Günter Kunert was born in Berlin in 1929. As his mother was Jewish, he was not allowed to complete his education. After the Nazi authorities rejected him as “unfit for military service”, he began a short-lived apprenticeship at a clothes shop. When the war was over, he commenced a course in Graphic Design at the Academy of Applied Arts in Berlin-Weißensee. Kunert financed his education by writing satirical poems and stories for the magazine “Ulenspiegel”. After five semesters he abandoned his studies to concentrate on his writing. In 1950 Kunert’s first volume of poetry, ‘Wegschilder und Mauerinschriften’, appeared. Johannes R. Becher, who subsequently became the East German Culture Minister, recognized the talent of the young author, a member of the Socialist Unity Party, and encouraged him. However, his acquaintance with Bertolt Brecht (around 1951/52) had a more marked affect on his creativity.

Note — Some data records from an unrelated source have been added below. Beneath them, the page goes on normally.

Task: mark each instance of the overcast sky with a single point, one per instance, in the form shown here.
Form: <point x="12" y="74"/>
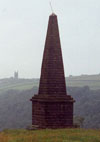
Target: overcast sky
<point x="23" y="27"/>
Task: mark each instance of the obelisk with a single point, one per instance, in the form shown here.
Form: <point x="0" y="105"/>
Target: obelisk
<point x="52" y="107"/>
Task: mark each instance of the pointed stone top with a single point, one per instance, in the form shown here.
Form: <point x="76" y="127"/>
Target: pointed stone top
<point x="53" y="14"/>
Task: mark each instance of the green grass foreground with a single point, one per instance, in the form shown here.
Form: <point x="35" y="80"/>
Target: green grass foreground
<point x="47" y="135"/>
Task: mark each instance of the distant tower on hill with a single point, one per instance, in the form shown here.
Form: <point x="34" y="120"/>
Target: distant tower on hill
<point x="52" y="107"/>
<point x="16" y="75"/>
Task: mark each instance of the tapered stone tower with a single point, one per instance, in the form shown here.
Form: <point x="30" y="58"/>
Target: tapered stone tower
<point x="52" y="107"/>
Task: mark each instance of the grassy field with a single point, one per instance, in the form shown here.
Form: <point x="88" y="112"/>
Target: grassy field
<point x="60" y="135"/>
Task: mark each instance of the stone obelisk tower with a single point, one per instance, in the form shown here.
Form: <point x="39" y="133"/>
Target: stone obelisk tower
<point x="52" y="107"/>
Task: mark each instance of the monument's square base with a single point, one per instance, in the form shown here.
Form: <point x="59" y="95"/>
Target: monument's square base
<point x="52" y="111"/>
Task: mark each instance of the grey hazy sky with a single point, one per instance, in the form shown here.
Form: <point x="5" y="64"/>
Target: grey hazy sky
<point x="23" y="26"/>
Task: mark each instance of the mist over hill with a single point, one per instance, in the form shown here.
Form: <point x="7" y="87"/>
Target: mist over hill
<point x="16" y="108"/>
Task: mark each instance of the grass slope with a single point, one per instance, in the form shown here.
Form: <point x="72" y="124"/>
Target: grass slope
<point x="60" y="135"/>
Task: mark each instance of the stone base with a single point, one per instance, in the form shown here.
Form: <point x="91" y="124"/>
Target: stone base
<point x="52" y="112"/>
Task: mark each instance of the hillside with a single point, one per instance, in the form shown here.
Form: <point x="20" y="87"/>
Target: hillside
<point x="59" y="135"/>
<point x="93" y="81"/>
<point x="16" y="109"/>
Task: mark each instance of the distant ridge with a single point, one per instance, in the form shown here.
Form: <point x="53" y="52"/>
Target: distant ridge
<point x="93" y="81"/>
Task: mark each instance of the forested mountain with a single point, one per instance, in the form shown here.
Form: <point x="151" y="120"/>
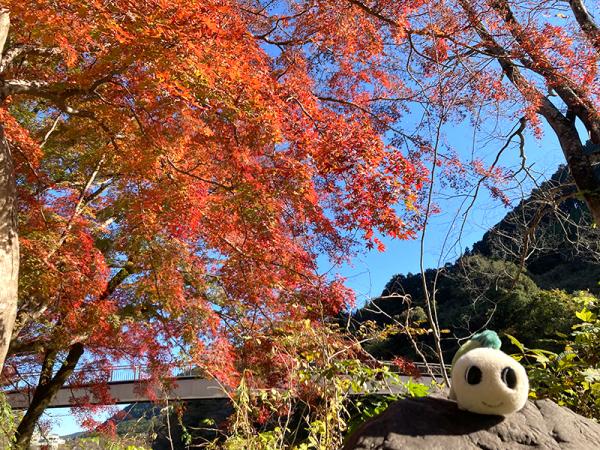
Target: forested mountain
<point x="519" y="278"/>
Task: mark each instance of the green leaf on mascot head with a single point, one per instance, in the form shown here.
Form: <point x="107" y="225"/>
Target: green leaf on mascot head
<point x="487" y="338"/>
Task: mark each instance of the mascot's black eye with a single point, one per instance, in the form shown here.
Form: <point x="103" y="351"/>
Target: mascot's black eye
<point x="509" y="377"/>
<point x="473" y="375"/>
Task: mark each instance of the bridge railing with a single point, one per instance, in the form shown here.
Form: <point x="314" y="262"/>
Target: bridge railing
<point x="133" y="373"/>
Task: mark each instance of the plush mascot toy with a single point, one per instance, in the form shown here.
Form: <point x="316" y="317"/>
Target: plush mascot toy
<point x="486" y="380"/>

During the 1960s Kunert’s sceptical, pessimistic verse clashed increasingly with the cultural authorities’ prescriptions for wholesome literature. Meanwhile, the widely read author was awakening interest in West Germany. His only novel, ‘Im Namen der Hüte’, was published there in 1967. Nine years passed before it was printed in the GDR. Kunert gained an international reputation and obtained permission to travel abroad. In 1972 he accepted a guest lectureship in Austin, Texas, and spent a year as ‘Writer in Residence’ in Warwick, U.K., in 1975. After signing the writers’ protest against Wolf Biermann’s extradition in 1975, he was ejected from the Party. In 1979 he acquired a several-year visa, which enabled him to move to West Germany. Kunert and his wife settled in Schleswig-Holstein. He is now a freelance writer and lives in Kaisborstel near Itzehoe.
Kunert, a prolific author, maintains, “Writing is a kind of obsessional neurosis.” He has published around twenty books in the last five years. His extensive catalogue of works testifies to his attempt to “renounce his pathological existence through writing.” It includes poems, short stories, fairytales, essays, photographic satires, travel journals and children’s literature. The author manages to look back on his life under two German dictatorial regimes without bitterness. East Germany, at least, did have good points: “Arguments in the GDR were always ruthless and direct. That keeps you on your toes, and I feel it helped my writing.”
Kunert’s memoires, published as ‘Erwachsenenspiele’ in 1997, are as laconic and concise as his poems. Two years later the poetry collection ‘Nachtvorstellung’ was published to mark his 70th birthday. This compilation of both free and rhyming verse expresses the experience which comes with age without a trace of weariness. Reviewer Kurt Drawert explains, “On the coordinates of myth and modernity, longing and futility, history and guilt, the poems move with a beauty which is their actual structure, their whole essence.” Kunert was President of the P.E.N. Centre of German Speaking Writers Abroad.
Günter Kunert died on 21th September 2019 in Kaisborstel.